A number of media sources are reporting that Facebook will file for an initial public offering this week.
Apparently, Morgan Stanley is to be the lead underwriter. Goldman Sachs is also expected to play a major role.
Facebook, with its 800 million members, has become the new standard platform for communication between people.
The IPO is expected to raise about $10 billion with a valuation of at least$75 billion. By comparison, Google (GOOG) raised $1.9 billion in an IPO with a valuation of $23 billion back in 2004.
Previously the largest technology IPO was done by Infineon (IFX), a former semiconductor subsidiary of Siemens (SI).
The big question for investors is should they buy Facebook stock.
In the coming days, there will be much analysis of revenues, profits, gross margins, cash flow, growth rates and the like. Certainly, such analysis will be of interest to talking heads, newsletter writers, and academics. Media will love the story as it will generate more page views, sell more magazines or put more eyeballs on the TV screen at CNBC, Bloomberg and Fox.
From a practical point of view for an investor, doing the foregoing analysis is an unnecessary torture of brain cells. None of the traditional fundamental analysis is going to matter.
The reality is that underwriters will price the IPO based on demand under the ruse of comparisons with recent internet IPOs such as Zynga (ZNGA), LinkedIn (LNKD), Pandora (P), and Groupon (GRPN).
For an investor who has paid large commission dollars to brokers, the task is a no-brainer, back up the truck and buy as many shares as you can get.

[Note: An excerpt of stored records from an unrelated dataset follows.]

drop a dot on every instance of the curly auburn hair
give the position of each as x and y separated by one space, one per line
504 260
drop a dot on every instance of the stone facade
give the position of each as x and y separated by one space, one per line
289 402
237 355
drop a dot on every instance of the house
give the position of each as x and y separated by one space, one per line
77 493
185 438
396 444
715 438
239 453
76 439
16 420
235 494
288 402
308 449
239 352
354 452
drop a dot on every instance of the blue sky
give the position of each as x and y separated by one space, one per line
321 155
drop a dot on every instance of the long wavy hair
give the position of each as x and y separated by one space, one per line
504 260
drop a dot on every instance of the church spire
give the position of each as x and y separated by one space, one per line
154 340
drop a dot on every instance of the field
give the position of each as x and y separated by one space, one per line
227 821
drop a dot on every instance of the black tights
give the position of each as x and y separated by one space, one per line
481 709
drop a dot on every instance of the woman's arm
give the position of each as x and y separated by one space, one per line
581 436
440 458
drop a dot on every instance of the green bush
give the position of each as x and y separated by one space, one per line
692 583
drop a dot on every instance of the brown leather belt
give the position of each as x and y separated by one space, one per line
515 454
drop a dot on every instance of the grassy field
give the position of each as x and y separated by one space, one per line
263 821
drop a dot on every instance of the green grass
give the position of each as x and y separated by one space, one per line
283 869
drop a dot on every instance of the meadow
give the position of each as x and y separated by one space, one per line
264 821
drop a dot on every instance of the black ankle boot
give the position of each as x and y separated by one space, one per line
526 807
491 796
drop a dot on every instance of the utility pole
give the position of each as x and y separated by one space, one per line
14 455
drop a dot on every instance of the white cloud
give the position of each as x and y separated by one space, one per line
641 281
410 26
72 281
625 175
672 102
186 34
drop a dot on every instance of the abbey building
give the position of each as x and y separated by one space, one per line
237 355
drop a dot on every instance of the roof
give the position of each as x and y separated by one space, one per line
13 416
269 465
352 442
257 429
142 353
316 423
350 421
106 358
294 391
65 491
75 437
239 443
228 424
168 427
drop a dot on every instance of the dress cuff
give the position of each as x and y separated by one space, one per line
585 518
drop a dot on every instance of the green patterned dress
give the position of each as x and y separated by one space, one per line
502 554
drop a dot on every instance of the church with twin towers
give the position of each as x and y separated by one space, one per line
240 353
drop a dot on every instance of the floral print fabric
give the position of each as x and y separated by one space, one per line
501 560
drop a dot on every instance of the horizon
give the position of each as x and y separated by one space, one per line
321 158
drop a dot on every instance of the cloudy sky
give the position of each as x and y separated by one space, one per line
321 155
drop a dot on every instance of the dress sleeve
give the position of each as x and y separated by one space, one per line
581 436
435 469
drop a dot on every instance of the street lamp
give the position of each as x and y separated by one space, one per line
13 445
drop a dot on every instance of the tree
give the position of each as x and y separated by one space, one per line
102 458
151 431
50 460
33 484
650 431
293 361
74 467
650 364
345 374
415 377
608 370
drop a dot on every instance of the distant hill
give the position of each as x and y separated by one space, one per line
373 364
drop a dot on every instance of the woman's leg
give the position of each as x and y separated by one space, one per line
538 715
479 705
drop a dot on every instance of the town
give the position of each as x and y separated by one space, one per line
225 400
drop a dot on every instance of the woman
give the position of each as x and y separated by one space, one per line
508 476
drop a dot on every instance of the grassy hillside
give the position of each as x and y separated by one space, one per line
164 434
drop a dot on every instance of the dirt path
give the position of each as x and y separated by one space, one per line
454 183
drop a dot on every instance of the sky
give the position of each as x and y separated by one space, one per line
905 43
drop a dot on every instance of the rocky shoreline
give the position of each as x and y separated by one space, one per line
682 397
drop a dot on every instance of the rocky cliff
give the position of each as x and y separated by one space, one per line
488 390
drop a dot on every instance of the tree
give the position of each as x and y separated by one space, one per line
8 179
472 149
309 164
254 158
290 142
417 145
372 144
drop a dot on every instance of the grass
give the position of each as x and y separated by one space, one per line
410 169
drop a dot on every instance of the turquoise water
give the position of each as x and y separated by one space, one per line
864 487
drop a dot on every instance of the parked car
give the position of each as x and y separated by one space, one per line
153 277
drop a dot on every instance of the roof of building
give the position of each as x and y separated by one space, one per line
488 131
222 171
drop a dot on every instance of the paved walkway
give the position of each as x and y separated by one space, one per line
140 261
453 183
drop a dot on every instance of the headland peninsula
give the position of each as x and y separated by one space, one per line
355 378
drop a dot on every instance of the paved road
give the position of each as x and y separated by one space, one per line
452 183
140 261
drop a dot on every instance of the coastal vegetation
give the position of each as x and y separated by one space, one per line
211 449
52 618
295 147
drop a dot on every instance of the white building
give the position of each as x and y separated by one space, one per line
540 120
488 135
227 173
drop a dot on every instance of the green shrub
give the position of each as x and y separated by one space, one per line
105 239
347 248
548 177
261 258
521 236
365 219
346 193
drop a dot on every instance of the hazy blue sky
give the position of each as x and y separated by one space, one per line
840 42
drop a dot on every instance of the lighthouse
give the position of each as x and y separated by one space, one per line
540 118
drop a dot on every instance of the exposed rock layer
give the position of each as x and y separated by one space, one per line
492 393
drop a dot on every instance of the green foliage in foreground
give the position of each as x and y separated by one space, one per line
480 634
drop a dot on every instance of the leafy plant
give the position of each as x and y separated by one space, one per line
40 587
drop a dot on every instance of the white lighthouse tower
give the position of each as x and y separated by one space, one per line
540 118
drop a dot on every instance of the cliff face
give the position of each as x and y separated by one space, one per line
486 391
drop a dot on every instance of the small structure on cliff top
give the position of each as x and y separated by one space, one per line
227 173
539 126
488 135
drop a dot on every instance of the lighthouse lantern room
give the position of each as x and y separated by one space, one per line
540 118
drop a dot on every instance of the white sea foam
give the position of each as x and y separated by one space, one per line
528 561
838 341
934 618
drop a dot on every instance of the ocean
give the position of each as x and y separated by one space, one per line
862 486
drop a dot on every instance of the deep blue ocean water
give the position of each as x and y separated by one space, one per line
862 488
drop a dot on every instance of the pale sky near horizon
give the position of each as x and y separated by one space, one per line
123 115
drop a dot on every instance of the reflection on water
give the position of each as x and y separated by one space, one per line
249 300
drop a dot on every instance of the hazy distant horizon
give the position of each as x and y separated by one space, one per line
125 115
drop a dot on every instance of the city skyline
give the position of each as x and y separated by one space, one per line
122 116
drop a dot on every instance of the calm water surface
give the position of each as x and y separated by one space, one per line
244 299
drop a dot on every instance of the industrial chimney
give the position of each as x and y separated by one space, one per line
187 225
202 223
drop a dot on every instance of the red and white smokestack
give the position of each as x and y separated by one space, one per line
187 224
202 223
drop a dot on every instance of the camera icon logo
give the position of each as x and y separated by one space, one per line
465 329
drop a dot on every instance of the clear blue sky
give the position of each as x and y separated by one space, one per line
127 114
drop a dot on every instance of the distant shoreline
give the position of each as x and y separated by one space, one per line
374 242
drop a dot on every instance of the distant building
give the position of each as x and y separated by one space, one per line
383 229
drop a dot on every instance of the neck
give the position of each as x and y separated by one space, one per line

Can a situation similar to Zynga develop with Facebook? Zynga came public at $10, briefly traded higher and then went below $10 and has stayed below $10.
An astute investor who can get shares in the IPO should always consider putting a stop loss order just below the syndicate bid. Syndicate bid is usually at the offering price. Some brokers may not allow such a stop loss order.
For those not able to get shares in the IPO, the question will be to buy or not after the open. Since there is no way to know the opening price, it is impossible to answer this question.
Based on my 30 years of experience, investors are well advised not to buy at the open. See how it trades for a few days. It will be a feast time for traders.
Again, any deep fundamental analysis or even sophisticated technical analysis will be a waste of time and energy. Success for a trader will come down to identifying the pattern of higher lows and higher highs. The task will be to buy on the dips and sell on the rips within the boundaries of the pattern.